General Statutes § 37-3a permits prejudgment interest if money has been retained "after it becomes payable." "Under §37-3a, an allowance of prejudgment interest turns on whether the detention of the money is or is not wrongful under the circumstances. . . and that the ultimate determination is one to be made in view of the demands of justice rather than through the application of any arbitrary rule." (Internal quotation marks and citations omitted.) Spearhead Construction Corporation v. Bianco,39 Conn. App. 122, 134-35, 665 A.2d 86 (1995). See MiddlesexMutual Assurance Co. v. Walsh, 218 Conn. 681, 702, 590 A.2d 957 (1991). The decision whether to order prejudgment interest is not to be based on whether the issues in this case were or were not contested in a good faith dispute between the parties, or whether the amount of the judgment was or was not a liquidated sum (seeAlderman v. RPM of New Haven, Inc., 20 Conn. App. 566, 570,568 A.2d 1068 (1990)), but rather the issue is solely whether the money was withheld wrongfully under the circumstances. Slatteryv. Maykut, 176 Conn. 147, 155, 405 A.2d 76 (1978).

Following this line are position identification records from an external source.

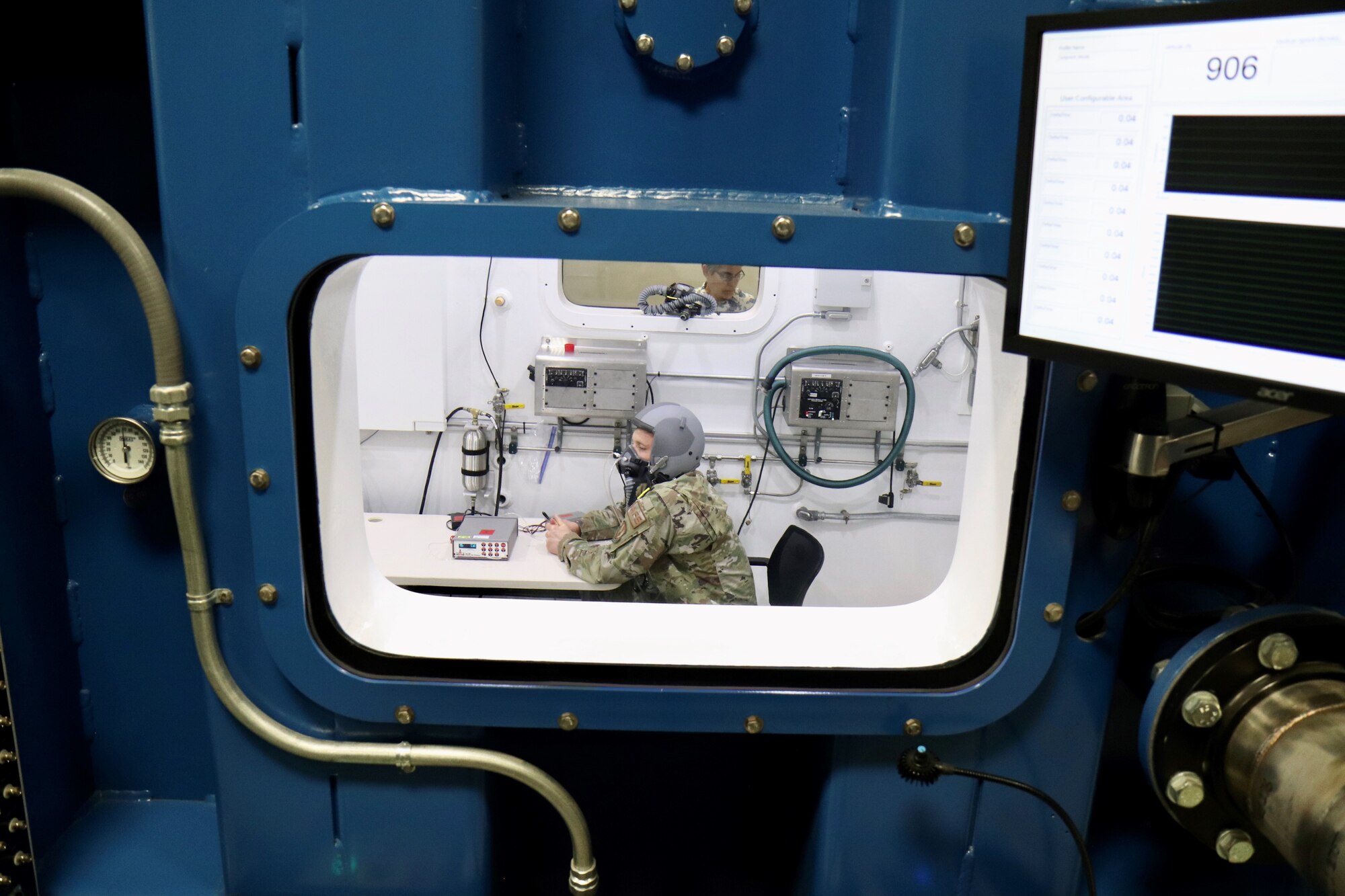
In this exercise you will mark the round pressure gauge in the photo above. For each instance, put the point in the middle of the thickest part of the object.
(123, 450)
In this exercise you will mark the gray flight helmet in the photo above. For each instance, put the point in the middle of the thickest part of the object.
(679, 436)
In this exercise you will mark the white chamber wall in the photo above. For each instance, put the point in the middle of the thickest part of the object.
(420, 356)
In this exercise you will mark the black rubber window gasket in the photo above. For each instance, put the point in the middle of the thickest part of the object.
(371, 663)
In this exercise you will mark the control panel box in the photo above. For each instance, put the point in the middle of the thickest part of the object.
(602, 378)
(843, 392)
(486, 538)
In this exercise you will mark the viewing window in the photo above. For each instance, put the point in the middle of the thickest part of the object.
(619, 284)
(458, 392)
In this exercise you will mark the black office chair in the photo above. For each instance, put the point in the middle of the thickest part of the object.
(794, 564)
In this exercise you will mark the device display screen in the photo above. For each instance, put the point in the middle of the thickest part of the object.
(1187, 200)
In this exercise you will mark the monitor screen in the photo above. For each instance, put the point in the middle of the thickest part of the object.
(1180, 198)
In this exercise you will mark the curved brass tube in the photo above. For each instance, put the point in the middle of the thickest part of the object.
(173, 411)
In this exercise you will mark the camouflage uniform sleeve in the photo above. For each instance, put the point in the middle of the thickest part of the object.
(598, 525)
(645, 536)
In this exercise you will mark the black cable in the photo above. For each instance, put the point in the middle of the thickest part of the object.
(481, 327)
(500, 458)
(1291, 557)
(1094, 623)
(766, 455)
(1044, 797)
(1207, 575)
(432, 454)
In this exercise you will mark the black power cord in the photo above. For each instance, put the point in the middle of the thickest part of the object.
(766, 454)
(481, 327)
(1291, 556)
(1094, 623)
(919, 766)
(500, 459)
(432, 454)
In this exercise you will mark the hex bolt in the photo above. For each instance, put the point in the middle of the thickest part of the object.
(1186, 790)
(1235, 845)
(1277, 651)
(384, 214)
(1202, 709)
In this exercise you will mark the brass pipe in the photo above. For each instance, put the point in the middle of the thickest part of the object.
(173, 411)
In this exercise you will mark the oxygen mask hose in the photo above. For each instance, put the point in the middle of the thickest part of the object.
(774, 386)
(173, 409)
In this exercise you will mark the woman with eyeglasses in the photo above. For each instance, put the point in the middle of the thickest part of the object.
(722, 284)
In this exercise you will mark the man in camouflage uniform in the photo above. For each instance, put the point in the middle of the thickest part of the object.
(676, 542)
(722, 284)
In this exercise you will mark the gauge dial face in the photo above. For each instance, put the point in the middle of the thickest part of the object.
(123, 450)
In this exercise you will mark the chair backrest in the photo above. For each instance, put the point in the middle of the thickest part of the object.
(793, 567)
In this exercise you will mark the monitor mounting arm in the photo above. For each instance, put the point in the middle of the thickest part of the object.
(1203, 434)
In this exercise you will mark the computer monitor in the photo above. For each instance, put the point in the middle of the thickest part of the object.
(1180, 198)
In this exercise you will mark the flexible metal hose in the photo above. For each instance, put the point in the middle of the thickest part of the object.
(25, 184)
(174, 413)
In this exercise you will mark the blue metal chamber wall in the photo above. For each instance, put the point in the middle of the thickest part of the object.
(841, 115)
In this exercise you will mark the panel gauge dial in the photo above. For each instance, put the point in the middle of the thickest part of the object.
(123, 450)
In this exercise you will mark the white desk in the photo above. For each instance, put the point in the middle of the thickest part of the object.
(414, 549)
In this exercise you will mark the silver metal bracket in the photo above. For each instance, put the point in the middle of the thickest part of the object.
(1204, 434)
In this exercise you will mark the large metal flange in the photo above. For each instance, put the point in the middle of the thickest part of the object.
(1178, 732)
(687, 41)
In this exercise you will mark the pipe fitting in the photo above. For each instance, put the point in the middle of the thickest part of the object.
(171, 413)
(583, 880)
(177, 395)
(176, 432)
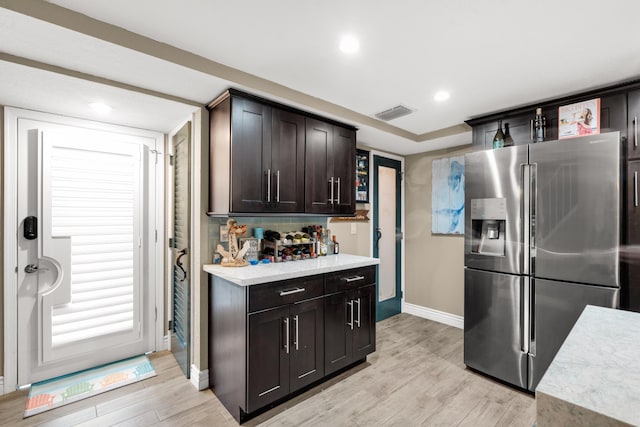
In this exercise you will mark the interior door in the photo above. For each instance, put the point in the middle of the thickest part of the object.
(181, 249)
(81, 299)
(387, 223)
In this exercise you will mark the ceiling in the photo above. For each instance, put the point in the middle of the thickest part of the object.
(155, 61)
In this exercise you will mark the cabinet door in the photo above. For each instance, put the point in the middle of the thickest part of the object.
(344, 164)
(250, 155)
(364, 328)
(287, 162)
(318, 167)
(306, 358)
(633, 143)
(268, 358)
(338, 345)
(630, 295)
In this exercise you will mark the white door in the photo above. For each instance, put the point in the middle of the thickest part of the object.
(83, 299)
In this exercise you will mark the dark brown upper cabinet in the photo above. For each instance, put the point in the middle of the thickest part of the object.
(258, 154)
(329, 169)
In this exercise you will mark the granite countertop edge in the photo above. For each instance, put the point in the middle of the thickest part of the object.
(265, 273)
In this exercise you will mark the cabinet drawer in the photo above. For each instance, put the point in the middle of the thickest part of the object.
(349, 279)
(274, 294)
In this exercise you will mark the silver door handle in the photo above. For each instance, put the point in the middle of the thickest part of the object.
(635, 189)
(295, 342)
(291, 291)
(268, 185)
(33, 268)
(332, 194)
(286, 342)
(350, 323)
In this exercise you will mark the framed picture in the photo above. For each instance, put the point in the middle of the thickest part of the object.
(447, 196)
(579, 119)
(362, 176)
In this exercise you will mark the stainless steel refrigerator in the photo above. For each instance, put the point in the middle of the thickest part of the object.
(542, 226)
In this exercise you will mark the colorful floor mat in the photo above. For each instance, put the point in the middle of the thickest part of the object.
(59, 391)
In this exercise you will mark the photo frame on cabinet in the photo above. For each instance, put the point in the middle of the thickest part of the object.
(579, 119)
(362, 176)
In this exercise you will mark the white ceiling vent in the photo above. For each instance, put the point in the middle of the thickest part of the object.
(393, 113)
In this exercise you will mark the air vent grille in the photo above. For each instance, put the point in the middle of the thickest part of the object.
(393, 113)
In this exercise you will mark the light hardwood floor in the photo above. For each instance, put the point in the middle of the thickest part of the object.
(416, 377)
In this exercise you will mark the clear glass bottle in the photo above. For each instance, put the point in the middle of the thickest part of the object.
(508, 140)
(498, 139)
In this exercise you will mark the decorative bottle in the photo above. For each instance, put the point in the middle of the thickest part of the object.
(508, 140)
(498, 139)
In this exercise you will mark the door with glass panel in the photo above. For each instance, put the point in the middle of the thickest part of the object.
(180, 249)
(387, 223)
(82, 297)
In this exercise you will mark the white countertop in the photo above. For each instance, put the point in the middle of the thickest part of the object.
(263, 273)
(595, 378)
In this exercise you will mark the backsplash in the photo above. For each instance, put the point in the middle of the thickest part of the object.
(266, 223)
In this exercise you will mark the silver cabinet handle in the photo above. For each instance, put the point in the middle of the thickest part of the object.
(268, 185)
(295, 342)
(291, 291)
(331, 195)
(635, 189)
(350, 323)
(286, 343)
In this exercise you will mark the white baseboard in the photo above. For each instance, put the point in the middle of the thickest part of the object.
(200, 379)
(435, 315)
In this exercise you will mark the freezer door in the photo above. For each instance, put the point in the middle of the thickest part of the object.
(493, 209)
(493, 321)
(576, 200)
(557, 306)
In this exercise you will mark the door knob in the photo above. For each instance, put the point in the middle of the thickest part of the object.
(33, 268)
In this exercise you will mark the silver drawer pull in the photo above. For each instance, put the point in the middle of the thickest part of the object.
(291, 291)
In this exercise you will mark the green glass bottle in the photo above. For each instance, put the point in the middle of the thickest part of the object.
(498, 139)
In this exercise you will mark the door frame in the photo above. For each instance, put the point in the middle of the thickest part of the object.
(10, 165)
(372, 195)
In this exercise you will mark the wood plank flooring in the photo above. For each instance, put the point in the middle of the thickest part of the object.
(415, 378)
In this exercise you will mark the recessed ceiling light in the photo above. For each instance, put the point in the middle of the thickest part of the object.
(100, 107)
(349, 44)
(441, 95)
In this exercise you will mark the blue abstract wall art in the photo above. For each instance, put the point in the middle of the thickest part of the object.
(447, 196)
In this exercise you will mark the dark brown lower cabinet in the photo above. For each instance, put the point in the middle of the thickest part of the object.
(271, 340)
(285, 351)
(349, 327)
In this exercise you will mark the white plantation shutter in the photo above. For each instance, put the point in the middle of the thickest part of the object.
(93, 197)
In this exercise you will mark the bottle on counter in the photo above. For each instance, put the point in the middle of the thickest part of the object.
(330, 247)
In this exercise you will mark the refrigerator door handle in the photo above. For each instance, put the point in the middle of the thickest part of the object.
(533, 208)
(532, 317)
(525, 308)
(526, 223)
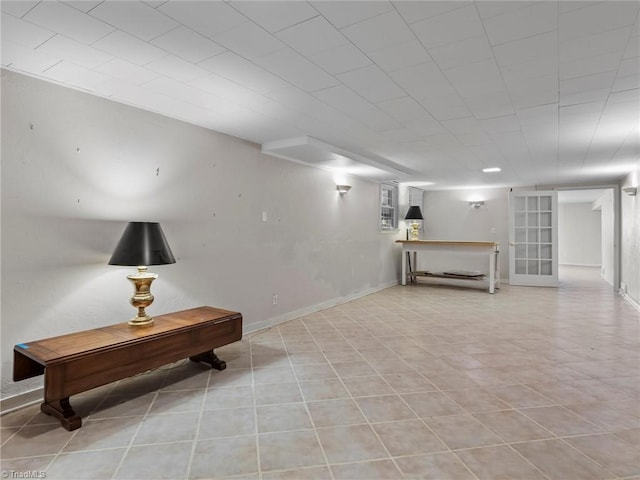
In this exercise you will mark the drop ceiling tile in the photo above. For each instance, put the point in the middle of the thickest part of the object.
(366, 34)
(123, 45)
(596, 18)
(274, 16)
(422, 80)
(539, 18)
(400, 55)
(136, 18)
(600, 43)
(527, 49)
(489, 105)
(24, 33)
(413, 11)
(299, 71)
(312, 36)
(176, 68)
(446, 107)
(340, 59)
(83, 5)
(347, 101)
(18, 57)
(70, 74)
(343, 13)
(590, 65)
(74, 52)
(403, 109)
(455, 54)
(68, 21)
(590, 82)
(249, 41)
(475, 78)
(187, 44)
(245, 73)
(450, 27)
(123, 70)
(529, 70)
(493, 8)
(206, 18)
(372, 83)
(17, 8)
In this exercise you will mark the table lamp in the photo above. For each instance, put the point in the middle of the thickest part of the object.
(414, 215)
(142, 244)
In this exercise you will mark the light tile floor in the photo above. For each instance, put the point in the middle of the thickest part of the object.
(419, 382)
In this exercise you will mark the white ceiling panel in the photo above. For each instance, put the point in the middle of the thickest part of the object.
(597, 18)
(74, 52)
(17, 8)
(299, 71)
(249, 41)
(522, 23)
(25, 59)
(235, 68)
(400, 55)
(467, 51)
(372, 83)
(342, 13)
(24, 33)
(176, 68)
(207, 18)
(187, 44)
(68, 21)
(312, 36)
(340, 59)
(124, 70)
(390, 81)
(274, 16)
(367, 36)
(138, 19)
(449, 27)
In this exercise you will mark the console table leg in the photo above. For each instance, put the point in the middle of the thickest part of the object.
(61, 409)
(211, 358)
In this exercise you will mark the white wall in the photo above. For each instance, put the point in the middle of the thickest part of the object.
(76, 168)
(579, 234)
(448, 216)
(630, 237)
(605, 205)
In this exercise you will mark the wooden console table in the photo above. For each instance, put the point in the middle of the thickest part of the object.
(81, 361)
(491, 249)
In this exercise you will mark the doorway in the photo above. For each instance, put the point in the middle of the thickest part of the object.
(586, 234)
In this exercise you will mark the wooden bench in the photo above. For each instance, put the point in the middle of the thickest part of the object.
(80, 361)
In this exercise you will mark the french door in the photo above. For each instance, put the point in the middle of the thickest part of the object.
(533, 238)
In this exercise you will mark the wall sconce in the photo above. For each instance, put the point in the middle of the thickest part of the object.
(342, 189)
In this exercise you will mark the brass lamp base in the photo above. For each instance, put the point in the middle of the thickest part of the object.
(142, 297)
(415, 231)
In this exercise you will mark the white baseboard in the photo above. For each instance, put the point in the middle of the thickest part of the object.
(22, 400)
(271, 322)
(631, 301)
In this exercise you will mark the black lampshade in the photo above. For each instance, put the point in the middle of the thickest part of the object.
(142, 243)
(414, 213)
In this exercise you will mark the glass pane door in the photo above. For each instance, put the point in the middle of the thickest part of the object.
(533, 238)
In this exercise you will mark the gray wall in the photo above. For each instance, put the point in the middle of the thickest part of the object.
(76, 168)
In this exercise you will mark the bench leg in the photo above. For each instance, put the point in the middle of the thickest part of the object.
(211, 358)
(61, 409)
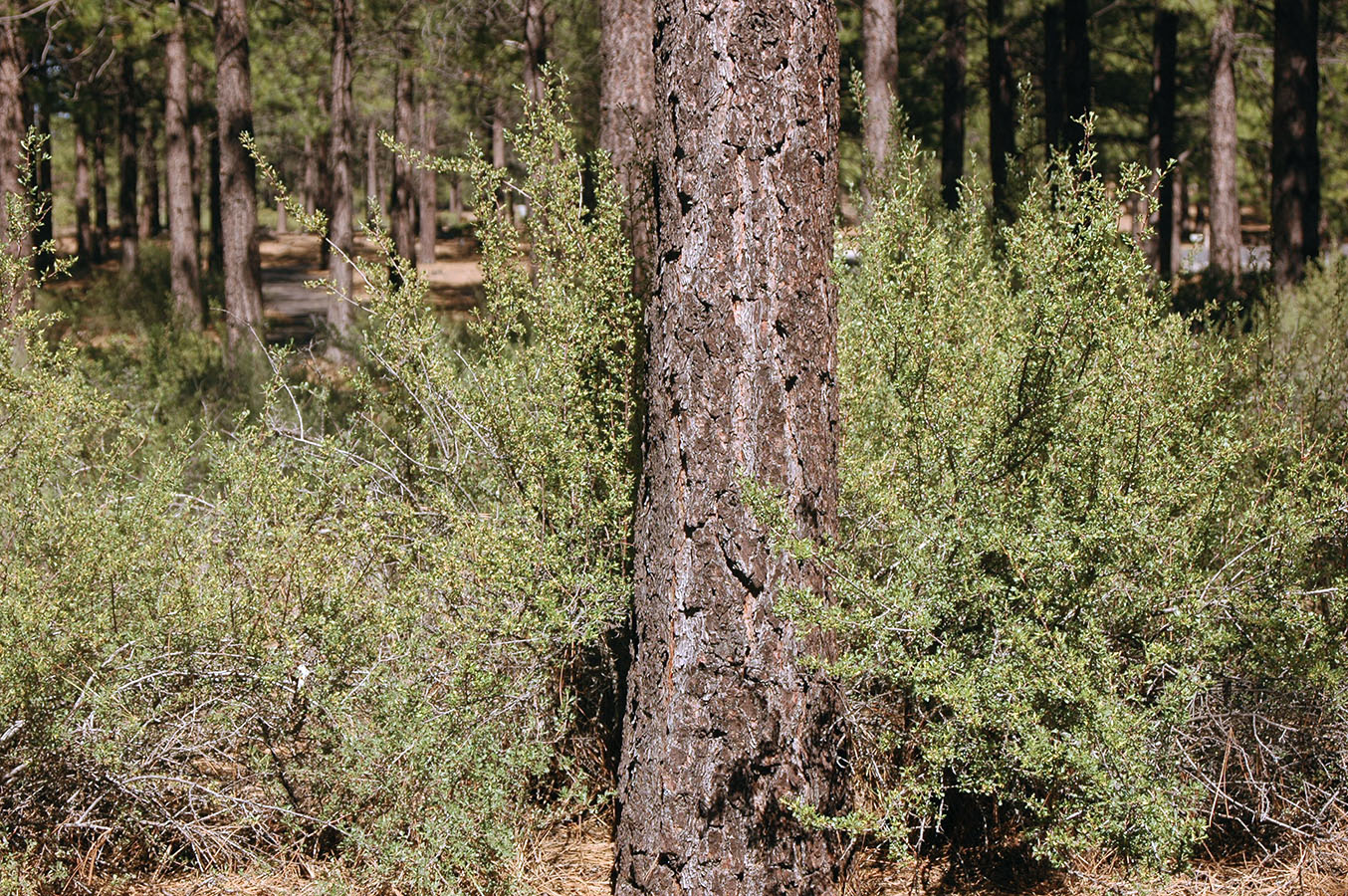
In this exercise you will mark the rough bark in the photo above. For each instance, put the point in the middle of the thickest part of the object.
(237, 178)
(183, 267)
(1051, 79)
(402, 202)
(1295, 147)
(953, 100)
(426, 210)
(128, 170)
(1161, 141)
(1076, 72)
(627, 103)
(724, 723)
(880, 72)
(1225, 197)
(342, 187)
(1001, 107)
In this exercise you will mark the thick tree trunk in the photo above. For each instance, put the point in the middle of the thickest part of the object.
(427, 214)
(627, 103)
(1001, 107)
(83, 189)
(726, 724)
(536, 48)
(1053, 124)
(953, 102)
(342, 187)
(126, 136)
(1225, 195)
(1161, 143)
(402, 204)
(1076, 72)
(1295, 147)
(237, 179)
(880, 72)
(183, 269)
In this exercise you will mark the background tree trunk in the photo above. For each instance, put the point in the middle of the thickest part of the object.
(880, 71)
(126, 136)
(1161, 143)
(342, 185)
(1225, 198)
(237, 178)
(1001, 107)
(724, 723)
(183, 269)
(1295, 147)
(1076, 72)
(953, 102)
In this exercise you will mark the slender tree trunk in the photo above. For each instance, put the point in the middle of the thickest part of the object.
(126, 136)
(627, 103)
(953, 102)
(1076, 72)
(237, 178)
(1295, 147)
(1053, 114)
(400, 205)
(1161, 144)
(102, 229)
(880, 72)
(726, 723)
(536, 48)
(342, 189)
(1001, 107)
(1225, 197)
(83, 191)
(183, 269)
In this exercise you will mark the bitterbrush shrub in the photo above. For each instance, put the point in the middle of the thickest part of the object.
(1072, 526)
(300, 637)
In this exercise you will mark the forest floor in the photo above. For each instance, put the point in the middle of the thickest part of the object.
(574, 860)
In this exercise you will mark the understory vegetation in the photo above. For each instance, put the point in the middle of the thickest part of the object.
(1088, 589)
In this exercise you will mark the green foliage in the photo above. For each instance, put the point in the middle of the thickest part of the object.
(1069, 523)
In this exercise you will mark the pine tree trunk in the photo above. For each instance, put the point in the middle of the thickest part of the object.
(726, 724)
(880, 72)
(953, 102)
(1001, 107)
(183, 269)
(342, 187)
(1225, 198)
(1161, 143)
(427, 213)
(1053, 121)
(237, 179)
(1295, 147)
(400, 224)
(1076, 72)
(126, 137)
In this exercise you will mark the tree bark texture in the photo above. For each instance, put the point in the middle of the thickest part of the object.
(953, 100)
(183, 267)
(1295, 147)
(128, 170)
(402, 204)
(1161, 141)
(724, 723)
(880, 72)
(1053, 122)
(1076, 72)
(1001, 107)
(426, 214)
(627, 106)
(1225, 197)
(237, 178)
(342, 185)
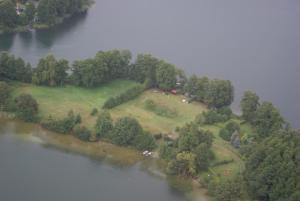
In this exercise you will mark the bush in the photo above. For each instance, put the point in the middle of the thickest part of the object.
(144, 141)
(5, 92)
(166, 151)
(104, 125)
(225, 134)
(233, 126)
(94, 112)
(128, 132)
(216, 116)
(82, 133)
(125, 131)
(64, 125)
(26, 107)
(123, 97)
(230, 128)
(159, 109)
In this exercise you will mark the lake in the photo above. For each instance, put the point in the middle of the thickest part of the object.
(32, 170)
(253, 43)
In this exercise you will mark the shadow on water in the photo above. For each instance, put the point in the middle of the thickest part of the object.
(6, 41)
(26, 38)
(47, 37)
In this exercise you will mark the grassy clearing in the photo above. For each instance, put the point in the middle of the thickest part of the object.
(58, 101)
(224, 151)
(153, 122)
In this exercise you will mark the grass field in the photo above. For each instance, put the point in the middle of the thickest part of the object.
(58, 101)
(155, 123)
(224, 151)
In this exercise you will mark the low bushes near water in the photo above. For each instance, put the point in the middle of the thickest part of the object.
(123, 97)
(82, 133)
(26, 107)
(64, 125)
(190, 153)
(214, 116)
(126, 131)
(229, 129)
(159, 109)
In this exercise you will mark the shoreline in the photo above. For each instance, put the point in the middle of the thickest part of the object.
(105, 151)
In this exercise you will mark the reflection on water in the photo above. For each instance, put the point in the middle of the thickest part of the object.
(252, 43)
(6, 41)
(35, 171)
(47, 37)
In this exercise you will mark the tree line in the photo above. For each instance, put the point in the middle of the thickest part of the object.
(191, 153)
(117, 64)
(44, 12)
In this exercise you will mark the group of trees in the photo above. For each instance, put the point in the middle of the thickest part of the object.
(271, 159)
(125, 131)
(12, 68)
(104, 67)
(215, 93)
(64, 125)
(116, 64)
(26, 107)
(46, 12)
(190, 153)
(123, 97)
(263, 116)
(272, 170)
(50, 72)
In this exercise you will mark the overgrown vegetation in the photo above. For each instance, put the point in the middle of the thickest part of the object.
(16, 15)
(64, 125)
(123, 97)
(160, 109)
(203, 148)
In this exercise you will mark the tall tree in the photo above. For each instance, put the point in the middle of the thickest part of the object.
(26, 107)
(249, 105)
(268, 119)
(220, 93)
(125, 131)
(272, 171)
(8, 15)
(5, 92)
(104, 124)
(144, 69)
(50, 72)
(166, 76)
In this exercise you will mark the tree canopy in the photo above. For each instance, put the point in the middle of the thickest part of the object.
(249, 105)
(50, 72)
(273, 168)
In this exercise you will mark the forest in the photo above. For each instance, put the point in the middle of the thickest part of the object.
(21, 15)
(271, 154)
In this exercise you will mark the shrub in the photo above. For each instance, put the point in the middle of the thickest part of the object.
(125, 131)
(225, 134)
(64, 125)
(94, 112)
(216, 116)
(104, 125)
(26, 107)
(233, 126)
(82, 133)
(144, 141)
(123, 97)
(159, 109)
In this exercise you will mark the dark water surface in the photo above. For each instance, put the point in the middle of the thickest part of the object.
(254, 43)
(31, 171)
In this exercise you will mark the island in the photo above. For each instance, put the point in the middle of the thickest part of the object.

In the present case, the referee found that the defendant knew that it owed the plaintiff money for its managerial services and had refused to pay what it owed. Whether prejudgment interest is due is "a factbound determination [that] lies within the trial court's discretion. . . . it [is] inappropriate for the trial court to invade the fact-finder's province and make the determination of whether an interest award was appropriate. The person best able to make this equitable determination is the attorney trial referee who heard the case and is most familiar with the facts." Spearhead Construction Corporation v. Bianco, supra, 39 Conn. App. 135. "[T]he determination of whether interest pursuant to § 37-31 should be awarded is a question for the trier of fact." Foley v. Huntington, Co., 42 Conn. 712,738, ___ A.2d ___ (1996). The Foley court went on to say that the prejudgment interest statute applies to "underlying claims . . . for liquidated sums due for services . . ." Id. 739. "Prejudgment interest pursuant to § 37-3a has been applied to breach of CT Page 6002 contract claims for liquidated damages, namely, where a party claims that a specified sum under the terms of a contract, or a sum to be determined by the terms of the contract, owed to that party has been detained by another party." Id. 740. The underlying claim in this case is for liquidated damages based on a contract where the referee found as a fact that the money owed to the plaintiff was wrongfully detained after it becomes due and payable.

The referee's findings of fact must stand unchallenged because of the absence of valid and proper exceptions, and his conclusion that the plaintiff was entitled to prejudgment interest from October 14, 1992, follows legally and logically from those facts.

Therefore, as to the plaintiff's complaint, judgment is entered in accordance with the recommendation of the referee in favor of the defendant as to the first, second, third and fourth counts of the complaint. Judgment is entered in favor of the plaintiff on the fifth count of its complaint to recover $110,000, plus prejudgment interest, pursuant to General Statutes § 37-31, at the rate of 10% per year from October 14, 1992, to the date of this judgment, which amounts to $44,989, for a total recovery due the plaintiff in the amount of $154,989. Statutory costs shall be taxed by the clerk

So Ordered.

Dated at Stamford, Connecticut, this day 28th of August, 1996.